Kanada steht vor alarmierenden Arbeitsplatzverlusten, da der Zolldruck zunimmt

Kanada hat in den ersten beiden Monaten des Jahres 2023 über 100.000 Arbeitsplätze abgebaut, da es von den US-Zollbeschränkungen hart getroffen wurde. Experten warnen, dass sich die Situation ohne Intervention verschlimmern könnte.
Kanadas Beschäftigungsprobleme verschärfen sich, da das Land in den ersten beiden Monaten des Jahres 2023 mit einem erschreckenden Arbeitsplatzverlust von über 100.000 Stellen zu kämpfen hat. Dieser starke Rückgang, der stärkste seit der COVID-19-Pandemie, ist Experten zufolge in erster Linie auf die Auswirkungen der US-Zölle zurückzuführen.

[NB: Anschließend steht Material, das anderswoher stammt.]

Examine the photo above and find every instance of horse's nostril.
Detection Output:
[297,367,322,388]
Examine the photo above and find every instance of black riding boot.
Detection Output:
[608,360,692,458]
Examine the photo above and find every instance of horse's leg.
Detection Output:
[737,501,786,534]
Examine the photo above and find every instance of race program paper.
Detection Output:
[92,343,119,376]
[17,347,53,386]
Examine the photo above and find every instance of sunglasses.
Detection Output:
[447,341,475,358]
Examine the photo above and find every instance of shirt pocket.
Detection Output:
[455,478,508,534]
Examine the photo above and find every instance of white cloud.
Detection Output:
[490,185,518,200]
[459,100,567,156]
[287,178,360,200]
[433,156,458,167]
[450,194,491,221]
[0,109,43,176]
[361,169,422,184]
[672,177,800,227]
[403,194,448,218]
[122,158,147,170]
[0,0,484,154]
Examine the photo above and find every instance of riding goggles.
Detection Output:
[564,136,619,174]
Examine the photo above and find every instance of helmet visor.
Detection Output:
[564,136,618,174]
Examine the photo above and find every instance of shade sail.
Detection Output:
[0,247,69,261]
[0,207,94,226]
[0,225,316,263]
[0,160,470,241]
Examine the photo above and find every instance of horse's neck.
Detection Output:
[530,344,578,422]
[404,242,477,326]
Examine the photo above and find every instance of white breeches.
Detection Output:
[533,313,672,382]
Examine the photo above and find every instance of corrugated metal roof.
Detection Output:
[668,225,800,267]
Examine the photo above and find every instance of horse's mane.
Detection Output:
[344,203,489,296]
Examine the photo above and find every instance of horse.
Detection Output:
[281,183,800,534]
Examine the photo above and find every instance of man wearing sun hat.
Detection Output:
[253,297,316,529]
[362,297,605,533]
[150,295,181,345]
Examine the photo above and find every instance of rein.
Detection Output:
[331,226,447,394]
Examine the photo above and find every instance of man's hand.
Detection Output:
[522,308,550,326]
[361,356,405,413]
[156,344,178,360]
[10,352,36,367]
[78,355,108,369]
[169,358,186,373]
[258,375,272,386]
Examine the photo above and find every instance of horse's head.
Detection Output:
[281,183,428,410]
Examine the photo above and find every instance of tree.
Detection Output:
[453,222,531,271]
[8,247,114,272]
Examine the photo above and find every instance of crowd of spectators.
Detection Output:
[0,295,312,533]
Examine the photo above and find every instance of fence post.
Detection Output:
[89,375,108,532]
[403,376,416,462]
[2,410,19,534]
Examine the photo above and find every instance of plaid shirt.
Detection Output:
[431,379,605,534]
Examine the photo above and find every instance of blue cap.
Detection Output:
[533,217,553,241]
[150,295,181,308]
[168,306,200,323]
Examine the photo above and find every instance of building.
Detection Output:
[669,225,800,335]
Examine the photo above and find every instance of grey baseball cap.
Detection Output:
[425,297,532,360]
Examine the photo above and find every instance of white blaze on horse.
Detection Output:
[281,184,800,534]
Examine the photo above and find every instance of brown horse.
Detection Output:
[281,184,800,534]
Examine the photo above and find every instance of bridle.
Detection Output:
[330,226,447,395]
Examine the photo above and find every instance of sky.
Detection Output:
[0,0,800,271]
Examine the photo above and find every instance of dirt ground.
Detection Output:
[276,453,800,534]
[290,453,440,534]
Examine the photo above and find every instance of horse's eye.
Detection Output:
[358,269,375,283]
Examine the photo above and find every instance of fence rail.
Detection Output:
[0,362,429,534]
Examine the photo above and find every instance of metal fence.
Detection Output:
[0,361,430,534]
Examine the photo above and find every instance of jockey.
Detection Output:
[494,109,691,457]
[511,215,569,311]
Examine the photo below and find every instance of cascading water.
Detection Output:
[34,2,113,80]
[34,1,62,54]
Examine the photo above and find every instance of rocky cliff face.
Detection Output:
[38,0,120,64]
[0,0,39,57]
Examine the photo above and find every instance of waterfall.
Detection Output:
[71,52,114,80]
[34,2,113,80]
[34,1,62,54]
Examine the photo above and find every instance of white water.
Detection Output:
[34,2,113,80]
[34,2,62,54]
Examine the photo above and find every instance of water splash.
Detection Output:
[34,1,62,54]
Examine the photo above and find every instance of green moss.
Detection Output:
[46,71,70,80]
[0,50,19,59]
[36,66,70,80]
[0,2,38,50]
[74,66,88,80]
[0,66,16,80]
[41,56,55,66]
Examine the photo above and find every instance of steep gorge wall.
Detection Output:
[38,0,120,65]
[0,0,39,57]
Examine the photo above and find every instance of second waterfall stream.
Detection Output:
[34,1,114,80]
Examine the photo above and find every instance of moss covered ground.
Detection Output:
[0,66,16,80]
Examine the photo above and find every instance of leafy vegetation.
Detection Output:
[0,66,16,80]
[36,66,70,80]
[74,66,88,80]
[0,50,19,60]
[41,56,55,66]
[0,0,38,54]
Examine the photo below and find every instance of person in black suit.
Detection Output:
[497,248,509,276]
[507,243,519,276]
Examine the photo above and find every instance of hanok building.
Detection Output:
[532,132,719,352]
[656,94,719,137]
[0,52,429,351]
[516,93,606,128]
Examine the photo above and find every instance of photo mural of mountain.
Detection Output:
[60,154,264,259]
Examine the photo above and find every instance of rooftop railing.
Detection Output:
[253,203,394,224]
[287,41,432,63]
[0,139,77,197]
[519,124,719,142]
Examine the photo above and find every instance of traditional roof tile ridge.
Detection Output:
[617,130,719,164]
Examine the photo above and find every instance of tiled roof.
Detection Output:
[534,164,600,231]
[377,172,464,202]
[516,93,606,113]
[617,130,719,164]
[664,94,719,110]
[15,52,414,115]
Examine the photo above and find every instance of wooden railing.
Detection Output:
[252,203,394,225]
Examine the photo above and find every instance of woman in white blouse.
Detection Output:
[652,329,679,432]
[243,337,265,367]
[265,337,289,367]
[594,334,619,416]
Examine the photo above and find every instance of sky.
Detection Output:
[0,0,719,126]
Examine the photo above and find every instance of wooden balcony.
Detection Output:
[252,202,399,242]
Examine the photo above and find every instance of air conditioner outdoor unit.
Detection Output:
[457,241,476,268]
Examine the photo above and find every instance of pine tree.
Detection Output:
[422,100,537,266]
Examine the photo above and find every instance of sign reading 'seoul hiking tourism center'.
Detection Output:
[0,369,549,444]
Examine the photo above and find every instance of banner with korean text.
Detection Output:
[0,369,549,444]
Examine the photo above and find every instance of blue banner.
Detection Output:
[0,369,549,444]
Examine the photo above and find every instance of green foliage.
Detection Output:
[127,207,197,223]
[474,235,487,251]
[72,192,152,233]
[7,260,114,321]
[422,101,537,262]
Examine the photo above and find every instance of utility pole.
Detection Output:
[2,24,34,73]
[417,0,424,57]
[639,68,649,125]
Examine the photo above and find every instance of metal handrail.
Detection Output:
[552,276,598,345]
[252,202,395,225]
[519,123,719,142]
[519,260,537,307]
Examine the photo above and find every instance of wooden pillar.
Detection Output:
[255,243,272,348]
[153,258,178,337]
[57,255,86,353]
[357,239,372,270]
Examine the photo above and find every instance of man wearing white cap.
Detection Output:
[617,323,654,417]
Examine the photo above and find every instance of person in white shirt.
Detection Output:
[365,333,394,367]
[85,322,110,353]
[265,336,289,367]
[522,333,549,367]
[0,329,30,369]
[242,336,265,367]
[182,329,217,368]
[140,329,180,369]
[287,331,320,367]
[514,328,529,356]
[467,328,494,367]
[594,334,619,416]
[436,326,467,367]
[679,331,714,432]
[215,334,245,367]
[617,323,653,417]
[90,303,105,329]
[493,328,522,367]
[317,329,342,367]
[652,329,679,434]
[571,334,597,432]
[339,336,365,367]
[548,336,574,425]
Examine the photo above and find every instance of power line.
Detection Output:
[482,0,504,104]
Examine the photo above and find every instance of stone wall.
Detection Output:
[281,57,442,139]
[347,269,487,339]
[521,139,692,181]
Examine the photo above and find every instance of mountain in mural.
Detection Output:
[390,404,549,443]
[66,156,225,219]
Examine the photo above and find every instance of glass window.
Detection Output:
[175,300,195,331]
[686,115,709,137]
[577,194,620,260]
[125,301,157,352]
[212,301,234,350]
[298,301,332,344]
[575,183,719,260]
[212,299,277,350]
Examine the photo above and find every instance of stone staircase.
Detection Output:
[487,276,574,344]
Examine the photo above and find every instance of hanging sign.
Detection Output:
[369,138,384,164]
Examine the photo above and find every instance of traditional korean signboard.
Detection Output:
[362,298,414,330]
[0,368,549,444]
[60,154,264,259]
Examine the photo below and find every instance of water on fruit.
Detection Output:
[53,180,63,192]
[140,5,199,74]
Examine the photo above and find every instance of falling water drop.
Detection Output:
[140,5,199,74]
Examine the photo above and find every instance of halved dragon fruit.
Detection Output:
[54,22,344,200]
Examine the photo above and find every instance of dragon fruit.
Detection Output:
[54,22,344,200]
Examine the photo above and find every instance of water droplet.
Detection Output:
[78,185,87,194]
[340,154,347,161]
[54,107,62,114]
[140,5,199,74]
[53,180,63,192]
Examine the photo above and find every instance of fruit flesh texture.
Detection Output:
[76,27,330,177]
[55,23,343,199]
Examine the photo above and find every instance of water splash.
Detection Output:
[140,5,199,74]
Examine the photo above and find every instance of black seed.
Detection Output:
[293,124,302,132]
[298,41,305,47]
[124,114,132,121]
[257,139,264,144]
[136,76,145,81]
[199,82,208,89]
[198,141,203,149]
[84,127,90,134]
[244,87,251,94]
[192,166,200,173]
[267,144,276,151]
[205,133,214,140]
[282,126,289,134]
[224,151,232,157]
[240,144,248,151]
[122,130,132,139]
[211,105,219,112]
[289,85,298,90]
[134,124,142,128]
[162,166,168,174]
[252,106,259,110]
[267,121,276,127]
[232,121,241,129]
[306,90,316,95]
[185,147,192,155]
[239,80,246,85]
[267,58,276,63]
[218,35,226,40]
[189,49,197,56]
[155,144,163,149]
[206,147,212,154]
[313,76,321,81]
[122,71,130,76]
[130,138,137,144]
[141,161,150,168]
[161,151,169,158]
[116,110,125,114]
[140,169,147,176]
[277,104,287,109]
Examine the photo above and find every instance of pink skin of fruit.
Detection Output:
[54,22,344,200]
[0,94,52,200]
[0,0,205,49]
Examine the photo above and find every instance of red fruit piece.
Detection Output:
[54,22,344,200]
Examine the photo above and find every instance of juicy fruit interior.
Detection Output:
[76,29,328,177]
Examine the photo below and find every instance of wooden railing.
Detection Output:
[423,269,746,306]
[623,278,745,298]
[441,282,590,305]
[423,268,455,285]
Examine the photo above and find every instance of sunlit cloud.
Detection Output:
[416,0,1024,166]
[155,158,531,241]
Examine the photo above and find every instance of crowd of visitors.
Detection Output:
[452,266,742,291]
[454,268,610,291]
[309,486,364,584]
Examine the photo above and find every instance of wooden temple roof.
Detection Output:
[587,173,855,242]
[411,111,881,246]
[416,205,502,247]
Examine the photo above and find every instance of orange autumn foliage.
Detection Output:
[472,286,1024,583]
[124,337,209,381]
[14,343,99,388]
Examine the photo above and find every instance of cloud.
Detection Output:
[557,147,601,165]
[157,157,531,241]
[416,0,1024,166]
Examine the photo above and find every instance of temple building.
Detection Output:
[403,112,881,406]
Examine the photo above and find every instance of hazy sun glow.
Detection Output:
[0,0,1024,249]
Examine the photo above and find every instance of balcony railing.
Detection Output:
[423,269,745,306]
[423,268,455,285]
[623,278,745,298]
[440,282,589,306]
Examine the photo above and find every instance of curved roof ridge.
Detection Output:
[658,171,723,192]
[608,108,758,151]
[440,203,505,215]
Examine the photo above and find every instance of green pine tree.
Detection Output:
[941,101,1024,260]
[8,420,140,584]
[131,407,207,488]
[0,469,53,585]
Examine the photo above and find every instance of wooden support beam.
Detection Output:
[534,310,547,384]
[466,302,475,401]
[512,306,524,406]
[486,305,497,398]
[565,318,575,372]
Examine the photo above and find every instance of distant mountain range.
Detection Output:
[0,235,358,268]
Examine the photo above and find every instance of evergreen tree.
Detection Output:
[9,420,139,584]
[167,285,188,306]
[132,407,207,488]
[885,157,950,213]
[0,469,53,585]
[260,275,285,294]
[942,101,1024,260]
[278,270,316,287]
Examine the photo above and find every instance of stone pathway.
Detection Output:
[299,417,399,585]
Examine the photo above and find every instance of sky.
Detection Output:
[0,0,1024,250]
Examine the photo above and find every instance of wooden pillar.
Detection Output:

Der Gouverneur der Bank of Canada, Mark Carney, der kürzlich bei einem Besuch in Norwegen mit Reportern sprach, erkannte den besorgniserregenden Trend an und wies darauf hin, dass die Löhne im Land allgemein einen Aufwärtstrend verzeichneten, auch wenn die Arbeitslosenquote weiterhin niedriger sei als bei seinem Amtsantritt. Die drastischen Arbeitsplatzverluste verdeutlichen jedoch die wachsenden wirtschaftlichen Herausforderungen, mit denen Kanada angesichts des anhaltenden Zollstreits mit seinem südlichen Nachbarn konfrontiert ist.
Zolldruck fordert seinen Tribut Der starke Rückgang der Beschäftigungszahlen ist eine direkte Folge der US-Zollmaßnahmen, die verschiedene Branchen in Kanada erheblich belastet haben. Besonders betroffen waren Hersteller, Exporteure und Unternehmen, die auf grenzüberschreitenden Handel angewiesen sind, was zu weitreichenden Arbeitsplatzverlusten und einer Verlangsamung der Wirtschaftstätigkeit führte.